The runtime dependency graph contains exactly one external package: minimist (argument parsing). Everything else uses Node.js built-ins (child_process, fs, os, path, crypto).

Rationale:

  • Reduces supply-chain risk and install time.
  • Avoids version-lock issues across Node.js 20+ environments.
  • Keeps the compiled/bundled footprint negligible for a tool that is often installed as a sidecar.

Extension Points

Adding a New Client

To support a fourth (or fifth) AI CLI client, change four files in src/ and the corresponding tests:

  1. src/types.ts — Add the new name to the ClientName union type.
  2. src/constants.ts — Append the new name to CLIENT_NAMES.
  3. src/execute.ts — Add an entry to CLIENT_ARGS with the clients native argument shape.
  4. src/config.ts — No change required; the existing loop over CLIENT_NAMES automatically picks up the new env/flag/file keys.
  5. src/dispatch.ts — Add a keyword check for the new client in resolveClient. Decide its precedence relative to existing keywords.
  6. src/jobs.ts — No change required; CLIENT_ARGS is already shared.
  7. Tests — Add colocated test cases in tests/dispatch.test.ts, tests/execute.test.ts, tests/detect.test.ts, and tests/jobs.test.ts.

No changes are needed in cli.ts because it iterates over CLIENT_NAMES for validation.

Streaming Support

If a future use case requires real-time output (e.g., long-running codegen with progressive feedback), the cleanest extension is to add an optional onData callback to ExecuteOptions:

export interface ExecuteOptions {
  clientPath?: string;
  timeoutMs?: number;
  spawn?: ...;
  existsSync?: ...;
  onData?: (chunk: string, stream: "stdout" | "stderr") => void;
}

When onData is provided, executePrompt would:

  • Continue buffering internally for the final ExecResult.
  • Also emit each chunk through onData so the caller can stream to a UI or logger.
  • Reject/resolve with the same error taxonomy.

This preserves backward compatibility: existing callers that omit onData receive the exact same buffered ExecResult they get today.

For async jobs, jobs.ts could store a partial stdout/stderr in the job file on each chunk (or at a throttled interval) so status callers can see progress without waiting for completion.

Platform Backends

The current Windows support is limited to discovery (where instead of which, .exe extension assumptions).

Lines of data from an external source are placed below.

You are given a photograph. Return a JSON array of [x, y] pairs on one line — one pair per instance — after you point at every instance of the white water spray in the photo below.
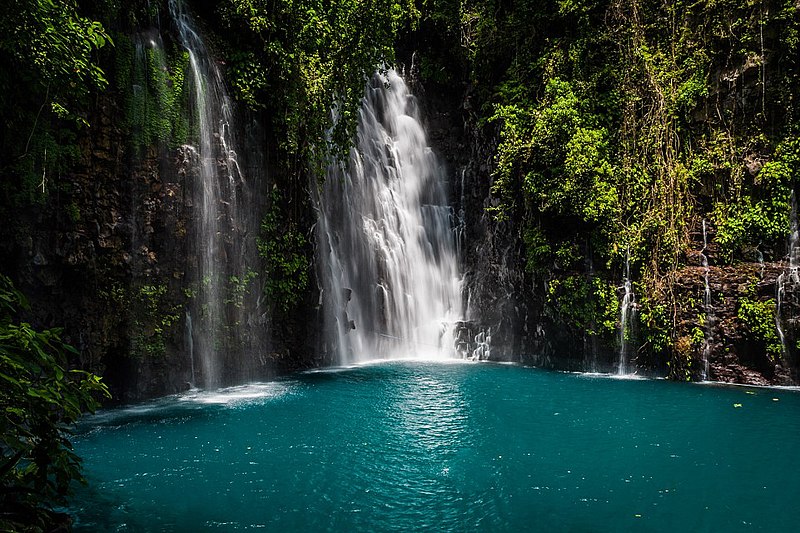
[[709, 309], [627, 307], [793, 273], [387, 248], [223, 218]]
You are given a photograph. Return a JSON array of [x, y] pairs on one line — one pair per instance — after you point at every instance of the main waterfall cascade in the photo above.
[[222, 249], [387, 250]]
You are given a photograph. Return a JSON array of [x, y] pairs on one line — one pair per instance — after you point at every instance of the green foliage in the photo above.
[[155, 93], [57, 50], [762, 216], [284, 248], [153, 320], [300, 58], [40, 400], [151, 317], [656, 324], [48, 67], [759, 319], [588, 305], [238, 287]]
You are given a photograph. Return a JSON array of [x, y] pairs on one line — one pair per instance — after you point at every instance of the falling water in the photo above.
[[387, 253], [794, 276], [222, 218], [628, 302], [189, 340], [709, 309]]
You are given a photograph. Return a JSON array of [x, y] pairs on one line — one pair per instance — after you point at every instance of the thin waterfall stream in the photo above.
[[387, 254], [793, 272], [708, 307], [626, 307], [223, 254]]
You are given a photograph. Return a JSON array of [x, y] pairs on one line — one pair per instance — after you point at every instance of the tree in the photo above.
[[40, 400]]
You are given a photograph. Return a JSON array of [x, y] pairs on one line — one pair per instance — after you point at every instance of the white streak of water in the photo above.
[[387, 249]]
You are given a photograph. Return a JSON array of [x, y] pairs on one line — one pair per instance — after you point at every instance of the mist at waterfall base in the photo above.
[[446, 446], [387, 248]]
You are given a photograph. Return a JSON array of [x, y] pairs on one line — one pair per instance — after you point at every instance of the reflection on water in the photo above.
[[455, 447]]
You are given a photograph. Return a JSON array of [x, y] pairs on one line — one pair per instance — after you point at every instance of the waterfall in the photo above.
[[709, 309], [387, 250], [794, 274], [627, 305], [189, 340], [223, 248]]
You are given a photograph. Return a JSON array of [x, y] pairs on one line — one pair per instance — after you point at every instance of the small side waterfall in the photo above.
[[223, 248], [387, 249], [707, 306], [793, 272], [627, 307], [189, 341]]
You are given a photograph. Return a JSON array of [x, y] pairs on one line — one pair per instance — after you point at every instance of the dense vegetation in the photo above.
[[622, 126], [40, 400], [617, 130]]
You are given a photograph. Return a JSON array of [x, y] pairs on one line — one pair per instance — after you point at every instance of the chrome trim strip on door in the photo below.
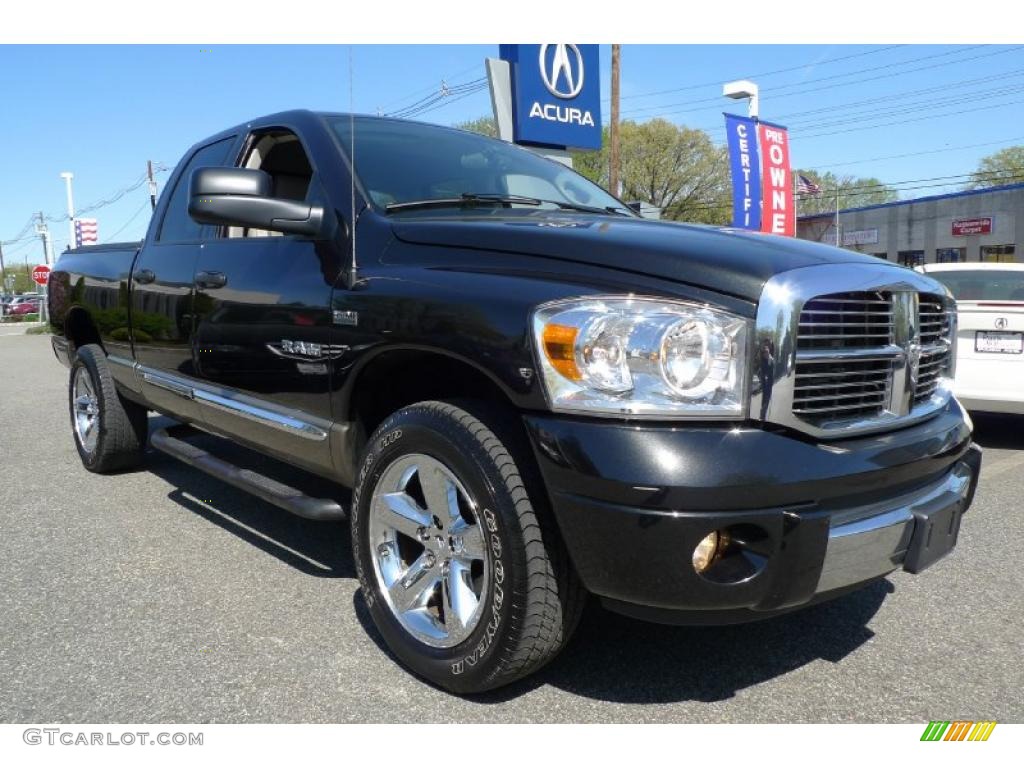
[[260, 415], [263, 416], [168, 383]]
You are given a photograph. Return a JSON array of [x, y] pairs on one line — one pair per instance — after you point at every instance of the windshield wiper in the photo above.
[[565, 205], [466, 200]]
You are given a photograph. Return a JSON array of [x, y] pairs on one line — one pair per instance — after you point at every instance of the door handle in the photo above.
[[144, 275], [211, 280]]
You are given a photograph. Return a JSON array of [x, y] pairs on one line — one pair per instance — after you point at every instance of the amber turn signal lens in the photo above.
[[559, 345]]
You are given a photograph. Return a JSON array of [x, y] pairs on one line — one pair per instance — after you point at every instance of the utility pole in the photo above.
[[153, 184], [613, 159], [68, 176], [44, 232], [839, 239]]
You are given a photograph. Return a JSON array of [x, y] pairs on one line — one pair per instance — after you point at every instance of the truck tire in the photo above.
[[110, 431], [461, 566]]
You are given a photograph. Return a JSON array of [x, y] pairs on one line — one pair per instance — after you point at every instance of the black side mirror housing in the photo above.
[[241, 197]]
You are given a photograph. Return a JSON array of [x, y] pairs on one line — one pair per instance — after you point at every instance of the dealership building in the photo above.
[[975, 225]]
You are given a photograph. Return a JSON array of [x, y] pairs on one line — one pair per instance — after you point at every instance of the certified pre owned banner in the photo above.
[[745, 168], [777, 210]]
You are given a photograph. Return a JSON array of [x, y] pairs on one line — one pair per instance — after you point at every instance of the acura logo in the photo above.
[[562, 75]]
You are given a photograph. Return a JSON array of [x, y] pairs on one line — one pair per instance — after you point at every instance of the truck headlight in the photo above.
[[643, 357]]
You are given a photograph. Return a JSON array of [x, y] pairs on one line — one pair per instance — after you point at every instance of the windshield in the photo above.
[[399, 162], [983, 285]]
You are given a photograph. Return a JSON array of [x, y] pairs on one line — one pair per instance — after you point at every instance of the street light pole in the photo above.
[[743, 89], [68, 176]]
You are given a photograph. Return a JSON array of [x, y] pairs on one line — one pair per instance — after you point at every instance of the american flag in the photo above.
[[806, 186], [86, 232]]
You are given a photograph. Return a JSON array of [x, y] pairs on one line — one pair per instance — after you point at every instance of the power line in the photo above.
[[445, 92], [427, 90], [761, 74], [133, 217], [941, 88], [900, 122], [25, 235], [793, 89], [1008, 174], [928, 107], [924, 152]]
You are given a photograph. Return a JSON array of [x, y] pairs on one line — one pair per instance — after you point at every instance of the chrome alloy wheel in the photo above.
[[86, 411], [428, 550]]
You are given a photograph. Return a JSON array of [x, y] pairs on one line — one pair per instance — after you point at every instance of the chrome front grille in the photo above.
[[935, 323], [846, 349], [833, 386]]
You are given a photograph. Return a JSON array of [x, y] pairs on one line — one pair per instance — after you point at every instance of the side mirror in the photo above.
[[241, 197]]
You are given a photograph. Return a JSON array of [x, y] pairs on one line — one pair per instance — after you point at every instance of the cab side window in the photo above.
[[281, 156], [177, 224]]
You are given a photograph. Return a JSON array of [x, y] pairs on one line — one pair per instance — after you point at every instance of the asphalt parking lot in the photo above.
[[166, 596]]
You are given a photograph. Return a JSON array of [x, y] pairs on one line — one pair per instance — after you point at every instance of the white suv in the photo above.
[[990, 338]]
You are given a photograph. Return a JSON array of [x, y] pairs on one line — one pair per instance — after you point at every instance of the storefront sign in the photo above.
[[777, 214], [556, 94], [745, 169], [982, 225], [860, 238]]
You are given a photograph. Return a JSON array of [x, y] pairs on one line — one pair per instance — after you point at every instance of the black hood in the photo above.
[[721, 259]]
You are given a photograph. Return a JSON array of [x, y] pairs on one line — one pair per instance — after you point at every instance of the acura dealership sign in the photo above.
[[556, 94]]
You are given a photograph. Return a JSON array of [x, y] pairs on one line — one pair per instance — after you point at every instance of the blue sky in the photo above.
[[101, 112]]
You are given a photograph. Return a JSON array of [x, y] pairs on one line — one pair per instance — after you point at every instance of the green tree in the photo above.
[[1003, 167], [483, 125], [853, 193], [676, 168]]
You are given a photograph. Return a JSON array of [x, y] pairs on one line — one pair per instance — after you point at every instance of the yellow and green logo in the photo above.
[[957, 730]]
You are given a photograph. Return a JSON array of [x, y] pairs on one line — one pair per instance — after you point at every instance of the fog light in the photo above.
[[704, 555]]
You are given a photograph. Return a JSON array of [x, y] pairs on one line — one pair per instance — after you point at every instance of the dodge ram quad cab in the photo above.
[[532, 394]]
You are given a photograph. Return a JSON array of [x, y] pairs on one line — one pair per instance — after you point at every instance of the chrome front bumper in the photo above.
[[864, 544]]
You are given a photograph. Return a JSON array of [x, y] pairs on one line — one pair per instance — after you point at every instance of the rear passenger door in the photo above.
[[264, 338], [162, 295]]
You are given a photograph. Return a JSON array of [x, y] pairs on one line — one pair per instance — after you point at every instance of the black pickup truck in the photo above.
[[534, 394]]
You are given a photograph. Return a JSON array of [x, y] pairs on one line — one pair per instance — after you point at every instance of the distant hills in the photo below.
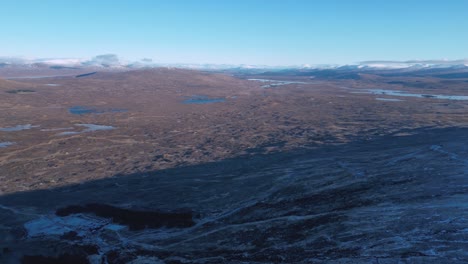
[[453, 69]]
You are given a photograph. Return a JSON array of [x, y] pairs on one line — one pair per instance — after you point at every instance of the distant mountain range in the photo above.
[[113, 62]]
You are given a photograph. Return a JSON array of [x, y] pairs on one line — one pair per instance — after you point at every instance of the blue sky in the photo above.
[[269, 32]]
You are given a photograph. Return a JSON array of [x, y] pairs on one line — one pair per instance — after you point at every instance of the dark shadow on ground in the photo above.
[[390, 197]]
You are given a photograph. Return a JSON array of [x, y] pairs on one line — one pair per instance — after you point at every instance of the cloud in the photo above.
[[439, 62], [105, 60]]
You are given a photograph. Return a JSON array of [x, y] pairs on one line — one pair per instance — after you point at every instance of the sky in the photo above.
[[260, 32]]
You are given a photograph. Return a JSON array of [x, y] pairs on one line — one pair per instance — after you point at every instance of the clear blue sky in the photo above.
[[268, 32]]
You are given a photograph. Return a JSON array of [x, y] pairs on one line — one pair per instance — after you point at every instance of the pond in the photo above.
[[88, 128], [406, 94], [273, 83], [83, 110], [6, 144], [17, 128], [202, 99]]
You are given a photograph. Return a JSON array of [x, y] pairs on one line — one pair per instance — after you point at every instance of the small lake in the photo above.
[[83, 110], [388, 99], [17, 128], [273, 83], [88, 128], [6, 144], [202, 99], [405, 94]]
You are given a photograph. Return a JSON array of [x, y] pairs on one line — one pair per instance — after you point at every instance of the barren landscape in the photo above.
[[184, 166]]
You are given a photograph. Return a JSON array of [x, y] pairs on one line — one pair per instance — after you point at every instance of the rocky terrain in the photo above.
[[181, 166]]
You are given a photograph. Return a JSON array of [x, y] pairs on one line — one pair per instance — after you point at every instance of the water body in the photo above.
[[273, 83], [25, 91], [83, 110], [89, 128], [405, 94], [17, 128], [56, 129], [6, 144], [388, 99], [202, 99]]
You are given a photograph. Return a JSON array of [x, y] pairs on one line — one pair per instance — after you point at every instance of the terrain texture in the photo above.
[[181, 166]]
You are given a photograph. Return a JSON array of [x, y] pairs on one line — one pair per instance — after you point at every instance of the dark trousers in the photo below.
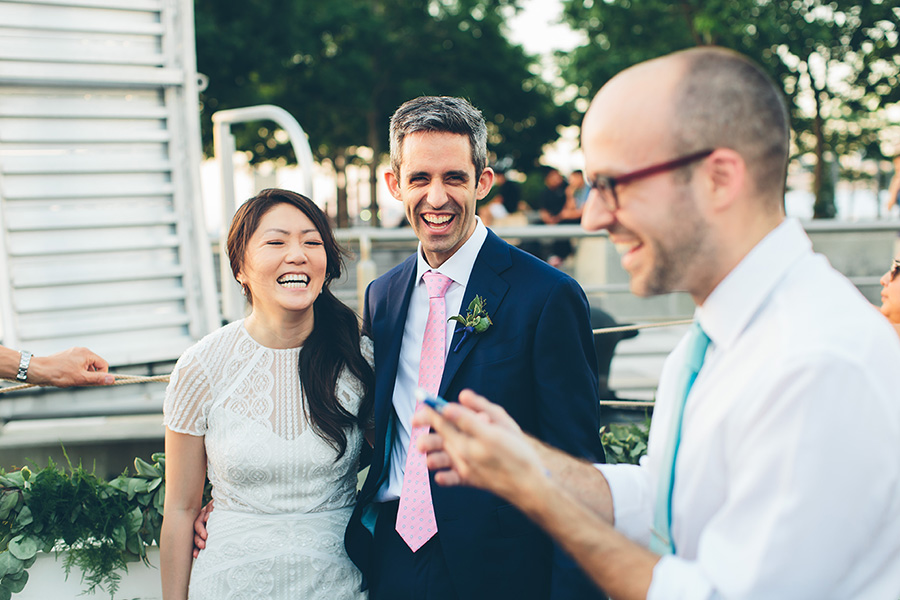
[[398, 573]]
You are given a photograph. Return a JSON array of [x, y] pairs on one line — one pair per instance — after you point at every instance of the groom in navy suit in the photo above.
[[536, 360]]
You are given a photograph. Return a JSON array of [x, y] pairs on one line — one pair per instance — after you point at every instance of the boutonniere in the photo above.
[[475, 321]]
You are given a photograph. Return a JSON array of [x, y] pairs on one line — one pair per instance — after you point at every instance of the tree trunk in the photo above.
[[340, 166], [823, 207], [375, 145]]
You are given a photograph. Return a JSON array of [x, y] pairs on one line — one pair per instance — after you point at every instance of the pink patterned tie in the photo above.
[[415, 516]]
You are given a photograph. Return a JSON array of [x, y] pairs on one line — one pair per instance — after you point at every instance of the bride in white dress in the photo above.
[[272, 408]]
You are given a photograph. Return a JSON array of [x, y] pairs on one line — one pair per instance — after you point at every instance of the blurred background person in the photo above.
[[890, 294], [75, 366]]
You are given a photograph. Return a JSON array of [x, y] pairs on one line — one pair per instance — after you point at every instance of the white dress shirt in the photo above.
[[787, 482], [458, 268]]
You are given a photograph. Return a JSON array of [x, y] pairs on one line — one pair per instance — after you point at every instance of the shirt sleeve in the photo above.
[[784, 530], [188, 397], [367, 349], [632, 494]]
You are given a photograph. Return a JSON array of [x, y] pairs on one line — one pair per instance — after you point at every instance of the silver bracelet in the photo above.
[[24, 361]]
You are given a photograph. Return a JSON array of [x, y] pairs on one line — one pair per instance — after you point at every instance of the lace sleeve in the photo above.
[[188, 397], [367, 349]]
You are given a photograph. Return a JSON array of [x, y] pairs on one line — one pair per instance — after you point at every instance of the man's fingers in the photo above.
[[447, 478], [98, 378], [461, 420], [430, 442]]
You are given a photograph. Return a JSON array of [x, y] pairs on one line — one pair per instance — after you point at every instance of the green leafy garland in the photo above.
[[103, 525], [625, 443]]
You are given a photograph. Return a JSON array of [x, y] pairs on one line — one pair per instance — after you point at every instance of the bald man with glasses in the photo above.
[[745, 491]]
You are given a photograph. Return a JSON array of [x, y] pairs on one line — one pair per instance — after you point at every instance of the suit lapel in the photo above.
[[485, 281], [394, 306]]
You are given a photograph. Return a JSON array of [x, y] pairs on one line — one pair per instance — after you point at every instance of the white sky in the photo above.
[[537, 27]]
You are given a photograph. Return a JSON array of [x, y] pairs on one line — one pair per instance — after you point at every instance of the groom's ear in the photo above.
[[393, 184]]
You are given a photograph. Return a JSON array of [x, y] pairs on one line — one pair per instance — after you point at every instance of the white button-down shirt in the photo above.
[[787, 482], [458, 268]]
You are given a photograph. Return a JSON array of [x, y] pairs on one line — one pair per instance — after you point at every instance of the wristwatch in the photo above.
[[24, 361]]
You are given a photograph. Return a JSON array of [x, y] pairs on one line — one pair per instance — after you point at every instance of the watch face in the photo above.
[[24, 361]]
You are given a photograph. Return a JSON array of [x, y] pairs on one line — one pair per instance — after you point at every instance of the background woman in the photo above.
[[890, 294], [273, 408]]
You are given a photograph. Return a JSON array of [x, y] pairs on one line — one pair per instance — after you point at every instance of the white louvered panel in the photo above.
[[99, 159], [122, 320], [86, 186], [88, 241], [157, 344], [57, 102], [86, 20], [49, 216], [56, 162], [152, 5], [72, 131], [56, 297]]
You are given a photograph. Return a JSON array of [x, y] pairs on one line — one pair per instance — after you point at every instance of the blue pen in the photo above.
[[432, 400]]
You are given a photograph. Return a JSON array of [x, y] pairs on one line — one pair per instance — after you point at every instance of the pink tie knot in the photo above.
[[436, 283]]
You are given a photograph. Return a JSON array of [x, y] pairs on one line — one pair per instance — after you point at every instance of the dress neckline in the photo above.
[[243, 328]]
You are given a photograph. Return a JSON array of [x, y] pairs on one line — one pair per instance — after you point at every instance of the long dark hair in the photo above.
[[334, 341]]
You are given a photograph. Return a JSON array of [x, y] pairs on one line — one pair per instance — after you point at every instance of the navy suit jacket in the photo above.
[[537, 361]]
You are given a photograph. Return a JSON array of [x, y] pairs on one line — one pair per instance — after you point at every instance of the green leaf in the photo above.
[[14, 479], [481, 324], [134, 520], [120, 483], [24, 518], [7, 503], [24, 547], [119, 537], [145, 469], [16, 583], [9, 564]]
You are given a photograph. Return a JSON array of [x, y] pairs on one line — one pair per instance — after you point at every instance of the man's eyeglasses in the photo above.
[[606, 185]]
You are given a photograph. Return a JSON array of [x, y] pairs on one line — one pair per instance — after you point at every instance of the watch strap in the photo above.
[[24, 361]]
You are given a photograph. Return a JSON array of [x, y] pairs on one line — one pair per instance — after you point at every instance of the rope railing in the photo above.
[[121, 379]]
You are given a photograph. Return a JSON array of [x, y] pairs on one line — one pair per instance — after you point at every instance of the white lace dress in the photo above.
[[282, 503]]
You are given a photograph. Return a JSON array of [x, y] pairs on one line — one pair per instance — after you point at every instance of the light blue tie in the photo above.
[[661, 540]]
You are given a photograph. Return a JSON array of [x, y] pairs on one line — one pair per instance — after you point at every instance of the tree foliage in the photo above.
[[342, 68], [837, 61]]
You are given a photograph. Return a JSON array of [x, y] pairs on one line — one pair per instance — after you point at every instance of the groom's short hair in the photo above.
[[439, 114]]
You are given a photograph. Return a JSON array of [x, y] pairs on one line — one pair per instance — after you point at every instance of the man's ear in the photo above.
[[485, 182], [393, 184], [725, 176]]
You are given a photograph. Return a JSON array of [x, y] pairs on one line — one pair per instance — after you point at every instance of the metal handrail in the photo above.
[[368, 236]]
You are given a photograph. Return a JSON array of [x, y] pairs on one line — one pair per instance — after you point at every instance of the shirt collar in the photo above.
[[737, 299], [459, 266]]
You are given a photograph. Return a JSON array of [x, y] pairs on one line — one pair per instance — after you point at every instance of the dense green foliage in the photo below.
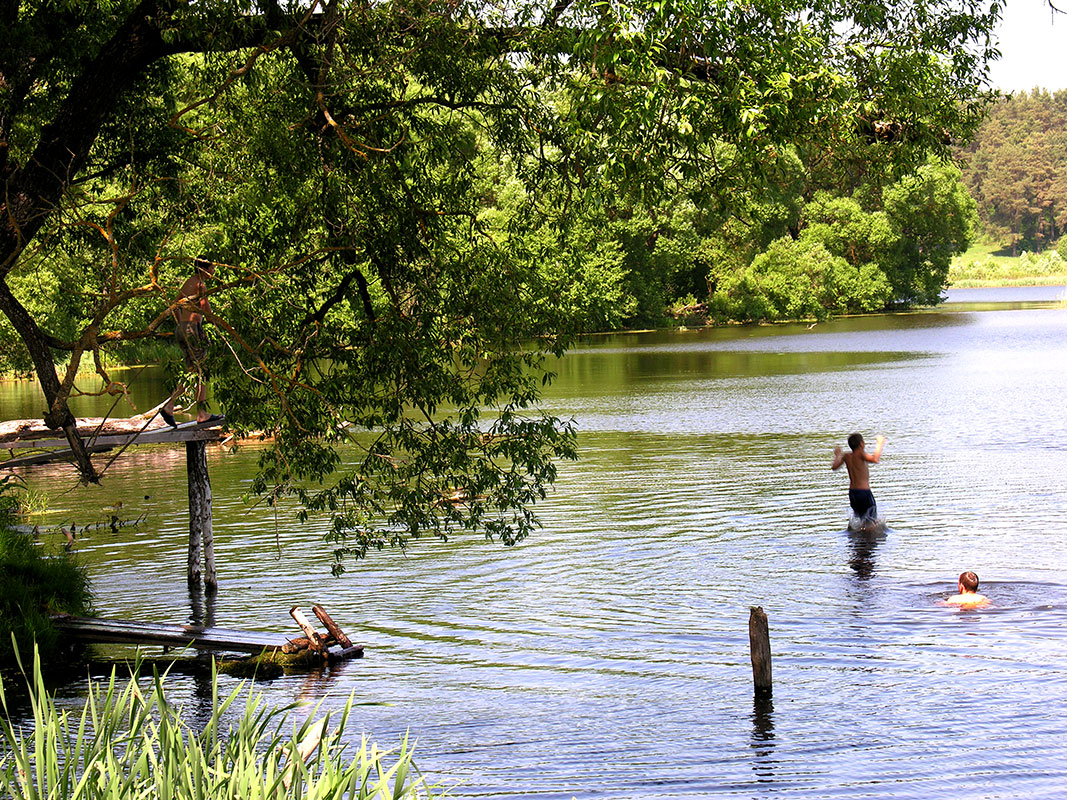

If future clients require platform-specific spawn options (e.g., PowerShell quoting rules), the extension point is CLIENT_ARGS or a new CLIENT_SPAWN_OPTIONS record keyed by ClientName.

Testing Strategy

The test suite in tests/ mirrors the src/ structure:

Test file Coverage
cli.test.ts Argument parsing, command routing, JSON/text output modes, exit codes, error formatting, sync vs async branches, all job lifecycle commands
cli-helpers.test.ts reportError, reportCliError, handleSyncRun, handleAsyncRun with JSON and text modes
config.test.ts Layered precedence of flags, env, file, and which fallback; malformed JSON tolerance
detect.test.ts which success/failure, PATH directory fallback, version parsing, missing binary handling
dispatch.test.ts Keyword matching, case insensitivity, --client precedence, defaultClient fallback, invalid flag handling
execute.test.ts Successful execution, stderr capture, non-zero exit codes, ENOENTClientNotFoundError, timeout, empty prompt rejection, special-character preservation, debug info emission
jobs.test.ts Job start, status query, result retrieval, cancellation, listing, cleanup, timeout handling, unknown client fallback, detached process behavior, in-memory vs on-disk consistency

All tests use injected mocks; no test spawns real client binaries or reads the real filesystem.